C’est un symbole fort qui vient de tomber à Norges-la-Ville, petite commune de Côte-d’Or abritant la deuxième plus grande communauté Emmaüs de France. Suite aux récentes accusations de violences sexuelles visant l’Abbé Pierre, fondateur du mouvement, le conseil municipal a voté à l’unanimité le retrait de sa statue qui trônait depuis 2013 sur la place du village.
Un vote sans appel
Le maire Denis Mailler a résumé sobrement la situation : « Il n’y a eu aucun débat. » Face à la gravité des témoignages qui se sont multipliés ces derniers mois, mettant en cause le comportement de l’Abbé Pierre envers des femmes entre les années 1950 et 2000, les élus locaux ont tranché. « On ne pouvait pas faire autrement. La raison est évidente », a-t-il ajouté.
Mardi 17 septembre, la sculpture en résine à taille réelle représentant la figure emblématique d’Emmaüs a donc été déboulonnée de son piédestal par les services techniques de la commune. Direction les ateliers municipaux, en attendant de décider de son sort définitif. « On verra ce qu’on en fait », glisse le maire, non sans une pointe d’amertume.
Le soutien d’Emmaüs
Du côté de la communauté Emmaüs de Norges-la-Ville, qui accueille 120 compagnons dans ses murs et gère un important dépôt-vente ainsi qu’un centre de recyclage, pas d’opposition au retrait de la statue. « Cela ne pose pas de souci de notre côté », affirme son président. « Nous sommes une communauté Emmaüs, pas la communauté de l’Abbé Pierre. C’est la compétence de la mairie. »
Même son de cloche chez Yves Roulleau, l’artiste local qui avait réalisé gracieusement la statue il y a 10 ans. Contacté par la mairie, il dit avoir « accepté cette décision sans problème ». Et d’ajouter : « À l’époque, la France était sous le choc de sa disparition. Après les révélations, il en est tout autrement ». Au point de recommander lui-même la destruction pure et simple de son œuvre.
Un homme, une œuvre
Au-delà du choc et des prises de position, le déboulonnage express de la statue de l’Abbé Pierre à Norges-la-Ville, là où son mouvement a pris racine dès les années 1950, interroge sur la façon dont notre société gère l’héritage des grandes figures lorsque leur part d’ombre éclate au grand jour.

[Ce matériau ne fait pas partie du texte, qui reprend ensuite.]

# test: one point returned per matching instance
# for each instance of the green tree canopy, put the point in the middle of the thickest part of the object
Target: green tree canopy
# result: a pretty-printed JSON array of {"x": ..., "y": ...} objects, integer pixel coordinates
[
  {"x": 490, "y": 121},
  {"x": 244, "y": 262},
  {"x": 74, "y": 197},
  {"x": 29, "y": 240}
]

Cet homme a fait beaucoup de bien et aussi beaucoup de mal. Pour simplifier, c’était un être humain.
Un internaute
Faut-il faire table rase du passé, au risque de l’oubli et du déni ? Ou assumer la complexité d’un destin, ses parts de lumière comme ses zones d’ombre ? Le débat mérite sans doute mieux que des réactions à chaud et des décisions expéditives, surtout quand il s’agit d’une personnalité de la stature de l’Abbé Pierre, et d’un mouvement aussi essentiel qu’Emmaüs.
Et maintenant ?
Pour l’heure, la statue de l’Abbé Pierre repose donc entre deux bacs à fleurs et un motoculteur, quelque part dans un entrepôt municipal de Norges-la-Ville. Triste fin ou juste retour des choses pour celui qui avait fondé sa « république des pauvres » sur ces terres de Bourgogne ?
Une chose est sûre : le retrait de cette effigie ne règle en rien la question du rapport de notre société à ses icônes et à leurs failles. Ni celle de la lutte contre l’exclusion, qui reste plus que jamais d’actualité. Gageons que l’esprit d’Emmaüs saura survivre à la chute de cette statue. Comme un certain abbé, en son temps, avait su construire son combat sur les ruines d’un monde en perdition.